Some of the material in Quintero’s motion has already been reported by media outlets, including the Daily News, but much of it reveals the gritty details of the most extensive drug investigation in baseball history.
Attached to the motion are more than a dozen exhibits, including a DEA agent’s affidavit, proffer agreements, and testimony transcripts from Rodriguez’s 2013 arbitration hearing, where the Yankee slugger fought unsuccessfully to escape a lengthy Biogenesis doping ban handed down by MLB commissioner Bud Selig.
Quintero’s filing asks the court to compel MLB and the government to provide additional documents he says go to the heart of Collazo’s defense and explain any relationship between baseball and federal investigators. MLB has acknowledged responding to the government’s subpoenas for information gathered in baseball’s own investigation into Biogenesis but has said repeatedly that it got no help from the feds in return. In fact, MLB had to file a lawsuit in Florida state court in March of 2013 to compel Bosch and other Biogenesis defendants to provide evidence to help its investigation.
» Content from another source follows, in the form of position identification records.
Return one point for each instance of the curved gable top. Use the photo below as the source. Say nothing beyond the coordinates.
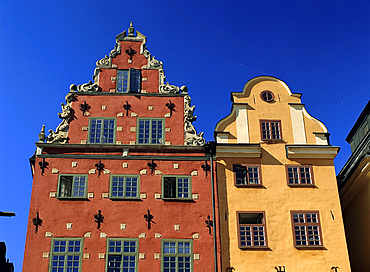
(252, 82)
(287, 106)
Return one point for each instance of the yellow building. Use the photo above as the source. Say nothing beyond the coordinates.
(354, 184)
(278, 197)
“MLB’s involvement in this cause did not cease after jumpstarting the DEA’s investigation,” Quintero wrote. “Instead, MLB has presumably steered, impeded and/or controlled the DEA’s investigation and the USAO’s prosecution thereafter.”

“We have no comment beyond there is absolutely no truth to those claims,” an MLB spokesman told the Daily News.
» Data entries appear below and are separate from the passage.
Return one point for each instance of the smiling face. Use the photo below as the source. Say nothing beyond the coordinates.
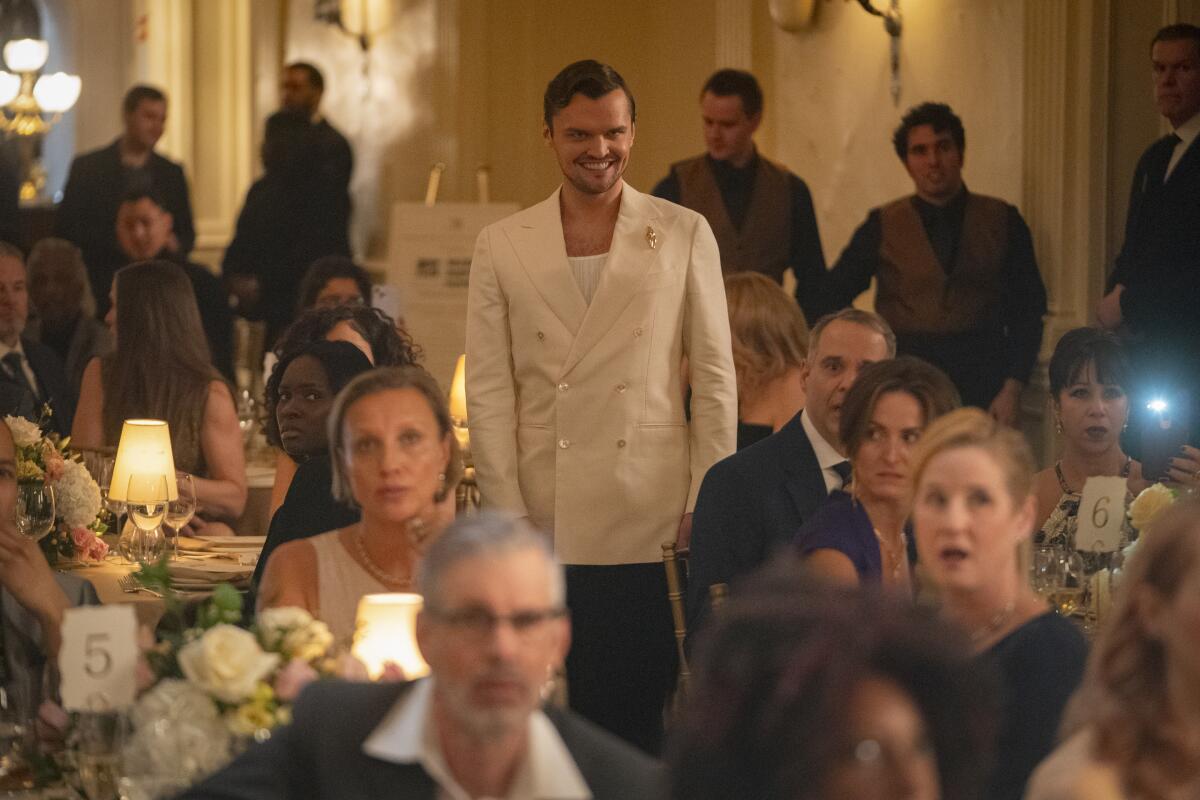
(888, 752)
(592, 140)
(966, 522)
(935, 164)
(1092, 414)
(882, 463)
(1176, 65)
(729, 132)
(394, 455)
(832, 367)
(303, 408)
(489, 672)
Thursday’s filing also includes testimony by Bosch’s former attorney, Susy Ribero-Ayala, during the Rodriguez appeal of his MLB suspension last year. Ribero-Ayala testified that she met with A-Rod and his lawyers Roy Black and Jared Lopez on Jan. 29, 2013, the day the Miami New Times posted documents linking the disgraced Yankee and other players to Bosch’s Biogenesis clinic. Rodriguez and his lawyers never denied the explosive allegations in the South Florida weekly paper during that meeting, Ribero-Ayala testified. But Rodriguez insisted they issue statements denying the steroid accusations, even though Ribero-Ayala was wary of issuing a statement denying Rodriguez and Bosch had been involved with performance-enhancing drugs.
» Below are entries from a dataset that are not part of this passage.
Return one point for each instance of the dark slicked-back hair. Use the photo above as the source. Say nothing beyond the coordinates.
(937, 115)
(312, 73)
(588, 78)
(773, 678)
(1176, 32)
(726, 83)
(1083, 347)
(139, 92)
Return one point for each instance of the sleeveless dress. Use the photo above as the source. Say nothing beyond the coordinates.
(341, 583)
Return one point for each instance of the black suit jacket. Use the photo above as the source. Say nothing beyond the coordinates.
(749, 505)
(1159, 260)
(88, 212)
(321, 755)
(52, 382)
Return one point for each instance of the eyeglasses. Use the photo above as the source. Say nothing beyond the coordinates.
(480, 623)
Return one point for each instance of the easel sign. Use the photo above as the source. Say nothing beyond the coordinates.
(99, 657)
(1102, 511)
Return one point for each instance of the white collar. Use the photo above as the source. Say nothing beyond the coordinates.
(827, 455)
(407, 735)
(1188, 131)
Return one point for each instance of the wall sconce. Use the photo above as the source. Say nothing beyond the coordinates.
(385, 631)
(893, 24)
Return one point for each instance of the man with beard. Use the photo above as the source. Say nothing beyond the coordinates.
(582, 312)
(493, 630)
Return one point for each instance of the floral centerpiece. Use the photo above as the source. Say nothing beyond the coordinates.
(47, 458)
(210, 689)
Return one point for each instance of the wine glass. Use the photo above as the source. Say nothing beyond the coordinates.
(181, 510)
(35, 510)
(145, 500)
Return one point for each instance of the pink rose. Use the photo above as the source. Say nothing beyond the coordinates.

“I think I said something about the fact that Lance Armstrong denied allegations, and it didn’t work out so well for him,” Ribero-Ayala testified, referring to the banned cyclist who had acknowledged in January, 2013, during a televised interview with Oprah Winfrey, that he had lied for years about his PED use.
Ribero-Ayala also testified that during that meeting with A-Rod, Black and Lopez, Rodriguez was the most vocal of the group, suggesting Ribero-Ayala release a statement on behalf of Bosch. “It was mainly Mr. Rodriguez,” she testified.
According to the exhibit, Ayala-Ribero first began representing Bosch on Jan. 27, 2013 — the day after the Daily News published a story saying federal agents and MLB were investigating Bosch and Rodriguez for their alleged involvement with performance-enhancing drugs.
The exhibits that accompany Thursday’s motion also include transcripts of the testimony that incoming MLB commissioner Rob Manfred (then baseball’s COO) gave on Oct. 17, 2013, when Manfred described how MLB investigators came to purchase Biogenesis records.
“There was an individual who called us,” Manfred said. “A gentleman by the name of Bobby — he identified himself as Bobby from Boca… We subsequently learned through investigation that the gentleman’s name was Gary Jones. And we eventually bought documents from Gary Jones.” Jones was later arrested for his involvement in a separate drug dealing scheme and recently pleaded guilty to federal drug charges.
In another exhibit, an affidavit signed by DEA agent Gene Grafenstein, there are details of a sizeable drug purchase made by a DEA confidential source on Dec. 14, 2012, and that the source made the purchase from Sucart and Carlos Acevedo, another Biogenesis defendant.
“The (confidential source) advised Sucart that the CS needed to purchase (performance-enhancing substances) in large quantities and that some of the intended recipients of the PES were high school athletes,” reads the DEA affidavit.